Monday, April 13, 2009
I'm smack dab in the middle of a great book. Choosing to Cheat by Andy Stanley. This book is really making me look at the way I spend my time. You see, the book is based on the principle that all of us cheat. We have to. There are not enough hours in the day or enough energy drinks in the world to allow us to give all that our work needs, as well as all that our families need. So, we cheat. We cheat one out of that time and focus to complete the other. Most of us end up cheating our families to give more to our employers. I know I have.
Many times I've come home physically exhausted or mentally drained and give a sighing "not today" to my girls when they come and excitedly ask me to bounce them high on the trampoline, to do a puzzle with them, or their favorite - to have fight night where we wrestle and my girls rain down elbows, Thai kicks, and elbows to my sore body. My wife has also shared her heart in a spirit of love, not complaining, about wishing I could "turn off" my work when the day is done.
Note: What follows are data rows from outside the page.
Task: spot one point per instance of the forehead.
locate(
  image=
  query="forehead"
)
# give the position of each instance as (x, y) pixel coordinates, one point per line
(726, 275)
She worries about my stressing over things left undone or sleepless nights spent improving job related strategies for a client.
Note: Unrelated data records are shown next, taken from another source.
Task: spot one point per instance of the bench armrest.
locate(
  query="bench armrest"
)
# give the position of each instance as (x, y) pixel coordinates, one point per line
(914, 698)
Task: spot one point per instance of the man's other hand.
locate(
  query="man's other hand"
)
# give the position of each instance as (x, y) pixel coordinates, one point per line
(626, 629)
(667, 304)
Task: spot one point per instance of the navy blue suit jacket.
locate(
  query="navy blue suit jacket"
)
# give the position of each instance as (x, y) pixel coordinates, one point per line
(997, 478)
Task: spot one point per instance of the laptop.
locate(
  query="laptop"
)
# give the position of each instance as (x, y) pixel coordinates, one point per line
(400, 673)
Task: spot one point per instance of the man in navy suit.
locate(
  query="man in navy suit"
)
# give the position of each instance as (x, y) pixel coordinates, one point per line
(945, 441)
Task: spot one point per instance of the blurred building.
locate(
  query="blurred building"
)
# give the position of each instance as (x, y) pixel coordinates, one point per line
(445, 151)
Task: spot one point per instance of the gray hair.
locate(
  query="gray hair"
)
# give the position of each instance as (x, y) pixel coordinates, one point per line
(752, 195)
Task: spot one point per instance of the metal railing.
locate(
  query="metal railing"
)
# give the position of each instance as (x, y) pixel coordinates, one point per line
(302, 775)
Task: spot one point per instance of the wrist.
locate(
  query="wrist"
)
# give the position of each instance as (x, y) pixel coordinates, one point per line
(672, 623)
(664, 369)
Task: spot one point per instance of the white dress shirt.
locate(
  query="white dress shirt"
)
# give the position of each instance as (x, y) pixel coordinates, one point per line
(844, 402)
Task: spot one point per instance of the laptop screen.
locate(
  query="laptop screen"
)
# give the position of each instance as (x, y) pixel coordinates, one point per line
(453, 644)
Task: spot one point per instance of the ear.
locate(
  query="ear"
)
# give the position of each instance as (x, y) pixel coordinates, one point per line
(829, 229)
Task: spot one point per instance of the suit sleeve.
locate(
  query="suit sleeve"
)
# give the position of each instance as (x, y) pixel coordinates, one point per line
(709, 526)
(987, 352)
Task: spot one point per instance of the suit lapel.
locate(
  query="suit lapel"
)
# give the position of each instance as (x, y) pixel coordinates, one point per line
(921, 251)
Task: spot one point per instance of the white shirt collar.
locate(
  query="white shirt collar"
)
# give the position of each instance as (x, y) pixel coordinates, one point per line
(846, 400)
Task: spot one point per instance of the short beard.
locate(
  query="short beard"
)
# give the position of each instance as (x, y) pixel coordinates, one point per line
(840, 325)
I think the first step changing this scenario is this. Think of your kids getting ready for school this morning. What things were done or said that got their day off on the right foot? Did you make memories with them this morning? Now, think of your spouse and the conversation you had before going your separate ways today. What things are they doing today? Do they know without a doubt that you value them more than the accolades or rewards you will receive from your work today?
Now for step two. If the first step struck you, it's time to make a decision today. Right now you need to decide if tomorrow will resemble this morning. Will your spouse feel that he/she is taking a back seat to the "attaboys" or promotion possibilities? If not, I need you to take the rest of today and notice the times your family is made to feel inferior. See the wind fall out of your daughter's sails when you tell her you don't have time to do a puzzle with her. Let it make you mad. Absolutely become furious and vow to do something about it.
Coming up this week, I'd like to share about someone I've found who is doing it right and some things for employers to remember and where they fall into this scenario.
What are the ways you've seen yourself cheating your family for your career? What have you done about it?